Universal has discovered the “magic formula” to bring in Millennial dollars. According to a Foursquare analysis of foot traffic to theme parks, market share for Universal’s parks increased from 11% to 15-16% between 2014 to 2016, and almost half of the visitors during that time were 18-34-year-olds. Wizards and zombies are reportedly drawing in Millennials: Universal’s 2014 launch of the Wizarding World of Harry Potter spurred a 25% increase in visits mostly from Millennials for several weeks, and a recently opened Walking Dead attraction bought in 35% more Millennials than usual. (Skift

Brands who have jumped into VR may be making a very smart investment.

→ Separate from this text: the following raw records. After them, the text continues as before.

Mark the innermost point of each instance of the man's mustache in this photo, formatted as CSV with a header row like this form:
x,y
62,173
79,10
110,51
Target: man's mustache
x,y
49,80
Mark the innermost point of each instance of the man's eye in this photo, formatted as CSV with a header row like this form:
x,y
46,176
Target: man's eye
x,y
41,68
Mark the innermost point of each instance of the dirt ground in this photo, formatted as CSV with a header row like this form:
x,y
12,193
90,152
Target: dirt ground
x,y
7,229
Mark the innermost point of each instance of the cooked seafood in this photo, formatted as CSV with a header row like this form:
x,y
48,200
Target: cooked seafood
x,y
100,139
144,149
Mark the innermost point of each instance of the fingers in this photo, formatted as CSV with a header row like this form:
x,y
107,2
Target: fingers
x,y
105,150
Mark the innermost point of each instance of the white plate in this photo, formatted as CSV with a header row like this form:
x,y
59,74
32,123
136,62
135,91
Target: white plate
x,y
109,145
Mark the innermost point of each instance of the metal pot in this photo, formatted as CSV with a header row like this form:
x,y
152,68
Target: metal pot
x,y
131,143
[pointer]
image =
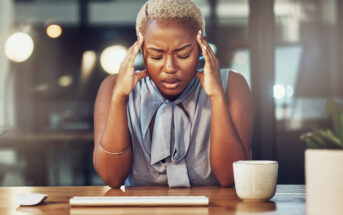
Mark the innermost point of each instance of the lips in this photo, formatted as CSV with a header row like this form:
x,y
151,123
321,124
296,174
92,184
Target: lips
x,y
171,83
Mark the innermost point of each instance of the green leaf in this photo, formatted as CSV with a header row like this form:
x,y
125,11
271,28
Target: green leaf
x,y
316,137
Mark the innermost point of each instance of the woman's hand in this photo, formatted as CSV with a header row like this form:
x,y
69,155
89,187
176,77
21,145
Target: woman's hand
x,y
127,78
210,77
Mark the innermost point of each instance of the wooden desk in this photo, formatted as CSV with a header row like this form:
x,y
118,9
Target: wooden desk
x,y
289,199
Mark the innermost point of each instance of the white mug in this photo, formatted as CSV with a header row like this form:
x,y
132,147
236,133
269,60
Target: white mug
x,y
255,181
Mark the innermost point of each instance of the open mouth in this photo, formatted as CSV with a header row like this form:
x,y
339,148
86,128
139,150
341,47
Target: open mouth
x,y
171,83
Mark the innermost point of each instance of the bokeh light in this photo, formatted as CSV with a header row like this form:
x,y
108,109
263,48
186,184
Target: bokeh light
x,y
279,91
65,80
19,47
54,31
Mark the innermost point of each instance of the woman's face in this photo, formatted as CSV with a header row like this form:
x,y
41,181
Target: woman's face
x,y
171,55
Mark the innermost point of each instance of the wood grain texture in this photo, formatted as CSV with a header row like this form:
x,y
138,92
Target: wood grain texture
x,y
289,199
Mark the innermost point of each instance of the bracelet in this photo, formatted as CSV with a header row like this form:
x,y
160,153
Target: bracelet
x,y
114,153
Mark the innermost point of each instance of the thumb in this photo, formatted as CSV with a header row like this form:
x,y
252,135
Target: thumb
x,y
200,76
142,74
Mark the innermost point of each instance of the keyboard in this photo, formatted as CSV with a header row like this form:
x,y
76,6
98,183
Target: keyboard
x,y
139,201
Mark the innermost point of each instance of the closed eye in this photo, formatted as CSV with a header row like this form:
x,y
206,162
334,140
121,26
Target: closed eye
x,y
156,58
183,56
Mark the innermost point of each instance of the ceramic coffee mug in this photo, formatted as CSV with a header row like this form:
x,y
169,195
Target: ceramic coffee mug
x,y
255,181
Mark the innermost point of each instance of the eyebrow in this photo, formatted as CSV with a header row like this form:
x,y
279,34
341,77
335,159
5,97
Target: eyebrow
x,y
176,50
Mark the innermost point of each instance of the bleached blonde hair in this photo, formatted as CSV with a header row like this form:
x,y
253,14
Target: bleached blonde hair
x,y
183,10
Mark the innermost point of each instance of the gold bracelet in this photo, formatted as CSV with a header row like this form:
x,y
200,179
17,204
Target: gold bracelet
x,y
114,153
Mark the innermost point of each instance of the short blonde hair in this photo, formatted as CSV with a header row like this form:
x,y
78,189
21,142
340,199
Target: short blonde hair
x,y
169,10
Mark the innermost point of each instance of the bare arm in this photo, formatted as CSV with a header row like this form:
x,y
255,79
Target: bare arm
x,y
231,128
231,116
112,156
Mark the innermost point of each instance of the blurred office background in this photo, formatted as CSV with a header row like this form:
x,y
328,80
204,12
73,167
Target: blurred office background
x,y
55,53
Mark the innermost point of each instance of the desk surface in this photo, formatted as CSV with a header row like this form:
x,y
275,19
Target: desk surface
x,y
289,199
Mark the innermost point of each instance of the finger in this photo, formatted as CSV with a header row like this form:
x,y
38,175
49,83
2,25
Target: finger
x,y
136,49
200,75
209,49
204,50
142,74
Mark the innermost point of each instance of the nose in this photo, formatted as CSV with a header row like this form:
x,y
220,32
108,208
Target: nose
x,y
170,65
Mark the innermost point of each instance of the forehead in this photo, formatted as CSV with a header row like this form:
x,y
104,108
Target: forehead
x,y
169,33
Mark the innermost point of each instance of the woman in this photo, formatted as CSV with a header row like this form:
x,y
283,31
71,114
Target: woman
x,y
170,123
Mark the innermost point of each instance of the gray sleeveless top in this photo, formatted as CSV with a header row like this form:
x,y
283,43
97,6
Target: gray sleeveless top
x,y
177,153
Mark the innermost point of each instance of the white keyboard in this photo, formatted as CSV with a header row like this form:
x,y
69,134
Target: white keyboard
x,y
139,201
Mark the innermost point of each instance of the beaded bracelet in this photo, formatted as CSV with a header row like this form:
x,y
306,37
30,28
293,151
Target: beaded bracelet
x,y
114,153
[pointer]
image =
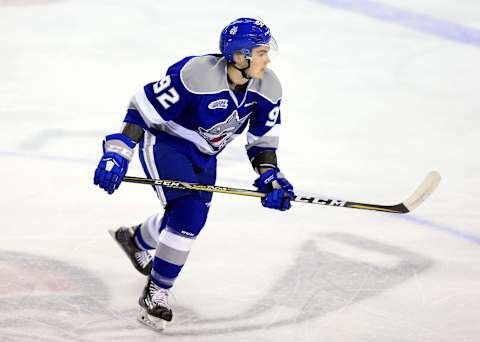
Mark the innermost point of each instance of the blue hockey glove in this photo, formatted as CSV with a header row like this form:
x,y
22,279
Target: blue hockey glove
x,y
278,188
117,153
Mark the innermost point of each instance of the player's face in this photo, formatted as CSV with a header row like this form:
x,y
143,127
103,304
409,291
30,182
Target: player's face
x,y
259,61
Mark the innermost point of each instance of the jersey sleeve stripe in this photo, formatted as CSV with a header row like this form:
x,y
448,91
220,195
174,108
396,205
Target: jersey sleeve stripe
x,y
146,109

A new survey from Greenlight VR reveals that over half of adult consumers say they are more likely to purchase from a brand that uses VR over a brand that doesn’t, most likely because 71% believe brands that use the technology seem more "forward-thinking and modern." Even consumers who have yet to try VR “had good things to say about the technology:” over nine in ten report “positive feelings” after watching an informational video on VR, 65% say they are interested in trying it, and 32% are surprised with its capabilities. (Adweek

GoldieBlox is continuing to go digital to spread the fundamentals of coding to kids. The educational brand “best known for its line of engineering toys aimed at young girls,” has launched their first paid app, GoldieBlox: Adventures in Coding. The puzzle-centric game follows Goldie, a young engineer delivering cupcakes, and asks players to “execute a sequence of commands,” to get her from one destination to another. The company has begun splitting their product development efforts between physical and digital, because “kids are spending increasingly more time playing on devices.” (TechCrunch

Quote of the Day: “You want me to list every concert I’ve been to in the past year? Are you nuts? I've been to like 30 so far this year.”